1. The Girl On the Train (review)- $24.6M
Tate Taylor's adaptation of best-selling thriller The Girl On the Train was aiming towards the same audience that made Gone Girl a mid-sized hit a couple of years ago. And we see that strategy clearly worked as the film opened with $24.6M, easily besting the other new arrivals this week. Emily Blunt was the biggest name in the cast by far, with red-hot Rebecca Ferguson and Haley Bennett in supporting roles, but this was always about appealing to fans of the book and psychological thrillers in general. I think the biggest surprise is how much better it did than The Birth of a Nation, which I'll get to later.

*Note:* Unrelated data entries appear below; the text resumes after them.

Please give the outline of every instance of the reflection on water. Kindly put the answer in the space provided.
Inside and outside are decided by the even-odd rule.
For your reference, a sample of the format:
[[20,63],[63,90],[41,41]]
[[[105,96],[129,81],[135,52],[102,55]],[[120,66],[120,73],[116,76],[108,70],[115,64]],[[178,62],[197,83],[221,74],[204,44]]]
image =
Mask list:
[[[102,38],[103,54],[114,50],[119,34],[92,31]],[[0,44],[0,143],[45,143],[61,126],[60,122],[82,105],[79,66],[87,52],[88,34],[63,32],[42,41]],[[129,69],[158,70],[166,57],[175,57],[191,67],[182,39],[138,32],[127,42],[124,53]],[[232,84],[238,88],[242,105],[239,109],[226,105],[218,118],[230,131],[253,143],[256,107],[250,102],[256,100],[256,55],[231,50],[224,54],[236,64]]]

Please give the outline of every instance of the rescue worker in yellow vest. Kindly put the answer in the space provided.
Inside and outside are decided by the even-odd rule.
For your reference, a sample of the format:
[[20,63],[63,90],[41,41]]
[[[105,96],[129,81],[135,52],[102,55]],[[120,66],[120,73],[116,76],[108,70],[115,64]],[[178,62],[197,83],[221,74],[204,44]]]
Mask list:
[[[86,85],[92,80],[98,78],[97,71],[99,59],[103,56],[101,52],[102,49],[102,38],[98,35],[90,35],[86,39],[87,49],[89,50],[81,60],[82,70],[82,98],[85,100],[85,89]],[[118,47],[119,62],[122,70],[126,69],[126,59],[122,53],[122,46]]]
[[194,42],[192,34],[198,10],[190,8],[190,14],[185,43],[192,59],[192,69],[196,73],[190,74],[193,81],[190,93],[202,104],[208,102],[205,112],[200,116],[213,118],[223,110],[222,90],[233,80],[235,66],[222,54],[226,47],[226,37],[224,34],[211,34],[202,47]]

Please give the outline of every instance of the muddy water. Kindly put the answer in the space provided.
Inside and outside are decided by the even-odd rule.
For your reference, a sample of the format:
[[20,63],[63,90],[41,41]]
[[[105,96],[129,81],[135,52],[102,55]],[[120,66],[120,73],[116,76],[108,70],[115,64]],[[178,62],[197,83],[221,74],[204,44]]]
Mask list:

2. Miss Peregrine's Home for Peculiar Children- $15M/$51M
A better than expected hold for Tim Burton's Miss Peregrine's Home for Peculiar Children, which fell 48% from last week with $15M. That gives it $51M domestically with $96M worldwide.
3. Deepwater Horizon- $11.7M/$38.5M
After a less-than-stellar opening, Deepwater Horizon had a solid hold this week, falling only 41% and gaining $11.7M. The totals still aren't great for the Mark Wahlberg and Peter Berg disaster thriller, and it's going to need help from overseas box office to break even. So far it has $66M worldwide.
4. The Magnificent Seven- $9.1M/$75.9M
5. Storks- $8.4M/$50.1M
6. The Birth of a Nation (review)- $7.1M
This is not good. Nate Parker's The Birth of a Nation was greeted with tremendous fanfare at Sundance earlier this year. I was there, and the buzz for it as the clear frontrunner for Best Picture at the Oscars was greater than anything I had heard. The biopic on slave rebellion leader Nat Turner was always going to be controversial, but what appears to have sunk the film are events from Parker's past; 20-year-old rape allegations from which he was acquitted. The film opened with a disappointing $7.1M, a far cry from the record-breaking $17M Fox Searchlight paid to acquire it as an Oscar contender. And the writing may have been on the wall all along, which is why FSL purchased Natalie Portman-starrer, Jackie, as their project to push this awards season. It doesn't help that 'Birth' faces a slew of prestige movies centered on the black experience. Fences, Hidden Figures, Moonlight, and others have knocked 'Birth' from its exclusive perch, and right now it's unlikely to climb back up. I think it's also worth nothing that it only opened in 2100 theaters, which is incredibly low for a high-profile Oscar favorite. Clearly, exhibitors spoke out against Parker in the way that would hurt him most and that's by not even showing the film.
7. Middle School: The Worst Years of My Life (review)- $6.9M
Oh, and something called Middle School: The Worst Years of My Life opened, appealing to the teen audience who loved James Patterson's book series. The $6.9M debut nearly accounts for the entire $8.5M production budget, so CBS Films has to be happy about that, and if the costs stay low we may see them indulge in a sequel.